Statistics from Police Scotland show that by the end of February this year, there were 303 missing person reports recorded - an increase of 31% from 232 from the previous year.
A report presented to members of the housing and communities committee suggested that the overall increase is due to a rise in the number of missing person reports relating to children and looked after children which has risen from 93 to 184 year on year.
During the meeting councillors raised concerns about the number of children in this situation and what could be done to prevent it from happening.
Councillor Michelle McGinty said: “There seems to be a rise in the number of children that are going missing.

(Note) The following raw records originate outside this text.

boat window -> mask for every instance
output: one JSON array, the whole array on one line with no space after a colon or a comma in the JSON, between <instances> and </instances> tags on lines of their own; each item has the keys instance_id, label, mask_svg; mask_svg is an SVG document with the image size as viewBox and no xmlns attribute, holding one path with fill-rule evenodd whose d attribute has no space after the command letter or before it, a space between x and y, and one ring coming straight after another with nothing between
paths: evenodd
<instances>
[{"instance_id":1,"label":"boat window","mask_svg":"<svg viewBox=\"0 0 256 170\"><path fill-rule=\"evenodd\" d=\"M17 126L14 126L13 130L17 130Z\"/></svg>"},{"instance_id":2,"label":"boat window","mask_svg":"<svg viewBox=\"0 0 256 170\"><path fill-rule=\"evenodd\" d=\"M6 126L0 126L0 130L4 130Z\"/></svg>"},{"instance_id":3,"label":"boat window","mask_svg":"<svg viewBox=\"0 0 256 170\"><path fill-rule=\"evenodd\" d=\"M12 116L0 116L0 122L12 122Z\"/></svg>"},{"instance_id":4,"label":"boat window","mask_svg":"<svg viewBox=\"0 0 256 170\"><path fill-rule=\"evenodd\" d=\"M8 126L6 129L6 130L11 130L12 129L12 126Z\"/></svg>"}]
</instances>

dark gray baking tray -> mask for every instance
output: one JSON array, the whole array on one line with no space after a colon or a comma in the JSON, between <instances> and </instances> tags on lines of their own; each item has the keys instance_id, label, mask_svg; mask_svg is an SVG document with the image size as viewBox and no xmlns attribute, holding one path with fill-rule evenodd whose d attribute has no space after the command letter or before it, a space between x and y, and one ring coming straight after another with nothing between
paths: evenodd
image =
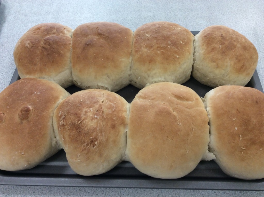
<instances>
[{"instance_id":1,"label":"dark gray baking tray","mask_svg":"<svg viewBox=\"0 0 264 197\"><path fill-rule=\"evenodd\" d=\"M196 34L198 32L192 32ZM16 69L10 82L20 79ZM212 88L191 77L183 85L194 90L200 96ZM246 86L263 90L256 70ZM74 85L66 89L72 94L81 89ZM131 85L117 92L130 103L139 89ZM130 188L169 189L264 190L264 179L241 180L224 173L213 161L201 161L186 176L177 179L152 178L137 170L130 163L123 162L104 174L85 177L71 169L65 153L61 150L31 169L9 172L0 170L0 184L16 185Z\"/></svg>"}]
</instances>

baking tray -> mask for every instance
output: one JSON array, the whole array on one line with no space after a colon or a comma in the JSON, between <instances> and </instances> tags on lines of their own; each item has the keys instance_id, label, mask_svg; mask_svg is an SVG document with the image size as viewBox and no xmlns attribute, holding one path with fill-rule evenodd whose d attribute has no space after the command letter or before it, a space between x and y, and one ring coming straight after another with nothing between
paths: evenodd
<instances>
[{"instance_id":1,"label":"baking tray","mask_svg":"<svg viewBox=\"0 0 264 197\"><path fill-rule=\"evenodd\" d=\"M192 32L194 35L199 32ZM16 69L10 84L20 79ZM200 97L212 89L192 77L183 85L195 91ZM257 71L246 86L263 89ZM71 94L81 90L74 85L66 89ZM139 89L129 85L117 93L131 103ZM128 188L155 189L264 190L264 179L243 180L224 173L213 161L201 161L189 174L176 179L151 177L137 170L130 162L123 161L102 174L84 176L71 169L65 152L60 151L31 169L10 172L0 170L0 184L6 185Z\"/></svg>"}]
</instances>

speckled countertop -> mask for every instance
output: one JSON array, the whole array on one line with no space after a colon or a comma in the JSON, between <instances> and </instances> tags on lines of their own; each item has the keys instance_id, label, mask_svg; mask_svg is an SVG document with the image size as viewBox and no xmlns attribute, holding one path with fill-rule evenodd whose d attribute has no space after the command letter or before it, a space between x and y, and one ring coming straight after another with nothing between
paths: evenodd
<instances>
[{"instance_id":1,"label":"speckled countertop","mask_svg":"<svg viewBox=\"0 0 264 197\"><path fill-rule=\"evenodd\" d=\"M247 37L259 54L257 71L264 87L264 4L246 1L2 0L0 5L0 91L15 68L13 52L18 39L38 24L60 23L74 29L86 22L114 22L134 31L153 21L175 22L191 31L211 25L229 27ZM0 177L0 182L1 178ZM0 182L1 184L1 182ZM264 191L158 189L0 184L5 196L264 196Z\"/></svg>"}]
</instances>

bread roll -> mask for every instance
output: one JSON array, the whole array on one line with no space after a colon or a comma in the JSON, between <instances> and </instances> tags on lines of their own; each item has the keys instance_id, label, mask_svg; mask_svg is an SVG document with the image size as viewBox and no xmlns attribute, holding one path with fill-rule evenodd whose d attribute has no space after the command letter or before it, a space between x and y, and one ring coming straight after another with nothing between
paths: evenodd
<instances>
[{"instance_id":1,"label":"bread roll","mask_svg":"<svg viewBox=\"0 0 264 197\"><path fill-rule=\"evenodd\" d=\"M116 92L130 83L133 32L116 23L81 25L73 35L74 82L83 89Z\"/></svg>"},{"instance_id":2,"label":"bread roll","mask_svg":"<svg viewBox=\"0 0 264 197\"><path fill-rule=\"evenodd\" d=\"M169 82L147 86L130 105L128 160L153 177L183 176L206 154L208 121L202 101L190 88Z\"/></svg>"},{"instance_id":3,"label":"bread roll","mask_svg":"<svg viewBox=\"0 0 264 197\"><path fill-rule=\"evenodd\" d=\"M264 94L223 86L205 95L210 150L223 171L244 179L264 178Z\"/></svg>"},{"instance_id":4,"label":"bread roll","mask_svg":"<svg viewBox=\"0 0 264 197\"><path fill-rule=\"evenodd\" d=\"M153 22L135 31L131 83L139 88L163 81L183 83L190 78L194 36L175 23Z\"/></svg>"},{"instance_id":5,"label":"bread roll","mask_svg":"<svg viewBox=\"0 0 264 197\"><path fill-rule=\"evenodd\" d=\"M69 95L55 83L26 78L0 93L0 169L31 168L59 149L52 116Z\"/></svg>"},{"instance_id":6,"label":"bread roll","mask_svg":"<svg viewBox=\"0 0 264 197\"><path fill-rule=\"evenodd\" d=\"M90 89L63 100L54 112L55 134L76 173L103 173L122 160L129 105L114 92Z\"/></svg>"},{"instance_id":7,"label":"bread roll","mask_svg":"<svg viewBox=\"0 0 264 197\"><path fill-rule=\"evenodd\" d=\"M195 36L194 47L192 75L211 87L244 86L257 67L258 55L254 45L227 27L205 28Z\"/></svg>"},{"instance_id":8,"label":"bread roll","mask_svg":"<svg viewBox=\"0 0 264 197\"><path fill-rule=\"evenodd\" d=\"M72 30L56 23L30 28L18 40L14 51L21 78L52 81L64 88L72 85L70 54Z\"/></svg>"}]
</instances>

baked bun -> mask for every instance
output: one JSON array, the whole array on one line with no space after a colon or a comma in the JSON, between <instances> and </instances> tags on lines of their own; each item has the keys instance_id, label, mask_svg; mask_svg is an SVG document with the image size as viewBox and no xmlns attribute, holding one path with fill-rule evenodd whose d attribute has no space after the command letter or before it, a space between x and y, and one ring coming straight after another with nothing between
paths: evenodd
<instances>
[{"instance_id":1,"label":"baked bun","mask_svg":"<svg viewBox=\"0 0 264 197\"><path fill-rule=\"evenodd\" d=\"M209 150L230 176L264 178L264 94L252 88L223 86L205 95Z\"/></svg>"},{"instance_id":2,"label":"baked bun","mask_svg":"<svg viewBox=\"0 0 264 197\"><path fill-rule=\"evenodd\" d=\"M99 174L122 161L129 107L118 94L98 89L77 92L59 105L53 118L55 134L74 171Z\"/></svg>"},{"instance_id":3,"label":"baked bun","mask_svg":"<svg viewBox=\"0 0 264 197\"><path fill-rule=\"evenodd\" d=\"M59 150L52 116L69 95L54 82L35 78L19 80L0 93L0 169L31 168Z\"/></svg>"},{"instance_id":4,"label":"baked bun","mask_svg":"<svg viewBox=\"0 0 264 197\"><path fill-rule=\"evenodd\" d=\"M190 78L194 36L177 24L147 23L135 31L131 84L139 88L161 82L183 83Z\"/></svg>"},{"instance_id":5,"label":"baked bun","mask_svg":"<svg viewBox=\"0 0 264 197\"><path fill-rule=\"evenodd\" d=\"M14 51L20 78L47 79L64 88L72 85L72 33L70 28L57 23L43 23L30 28L18 41Z\"/></svg>"},{"instance_id":6,"label":"baked bun","mask_svg":"<svg viewBox=\"0 0 264 197\"><path fill-rule=\"evenodd\" d=\"M114 23L81 25L74 31L74 82L82 89L115 92L128 85L133 32Z\"/></svg>"},{"instance_id":7,"label":"baked bun","mask_svg":"<svg viewBox=\"0 0 264 197\"><path fill-rule=\"evenodd\" d=\"M146 87L131 102L126 155L142 172L177 179L189 173L206 153L208 118L201 98L179 84Z\"/></svg>"},{"instance_id":8,"label":"baked bun","mask_svg":"<svg viewBox=\"0 0 264 197\"><path fill-rule=\"evenodd\" d=\"M256 70L258 55L244 36L222 26L206 27L195 36L192 75L202 84L244 86Z\"/></svg>"}]
</instances>

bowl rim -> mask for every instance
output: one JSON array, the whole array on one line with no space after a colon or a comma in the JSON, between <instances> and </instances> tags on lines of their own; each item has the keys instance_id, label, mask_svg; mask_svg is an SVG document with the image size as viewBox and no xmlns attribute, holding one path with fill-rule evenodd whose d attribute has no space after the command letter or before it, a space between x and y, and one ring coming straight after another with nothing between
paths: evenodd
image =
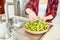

“I am just wondering if there is anything we can do to be proactive in that? Are we going into schools and children’s homes to see if there’s a reason why this is. It seems a really big rise from 93 to 184 missing children reported.
“I know we are never going to stop it from happening but I just wondered if there was anything that could be done proactively to identify kids that are at risk of going missing and can we work on that?”
A spokesman from Police Scotland said that they were working on a protocol for “looked after children” to try and reduce the number of missing person figures.
He said: “In terms of the missing people I do know that we have seen a significant increase in the number of missing people this year to date.
“That can have a significant impact on our resources. The report evidenced that the number of missing children has nearly doubled.
“At the moment we have got work ongoing to introduce a new looked after children protocol which has been something that has been introduced in other areas across Scotland has been really effective in those areas and the number of missing people has reduced.
“This is something that we are bringing to West Dunbartonshire at the moment. Clearly missing children are at significant risk and whilst it is challenging - we treat it as a priority.”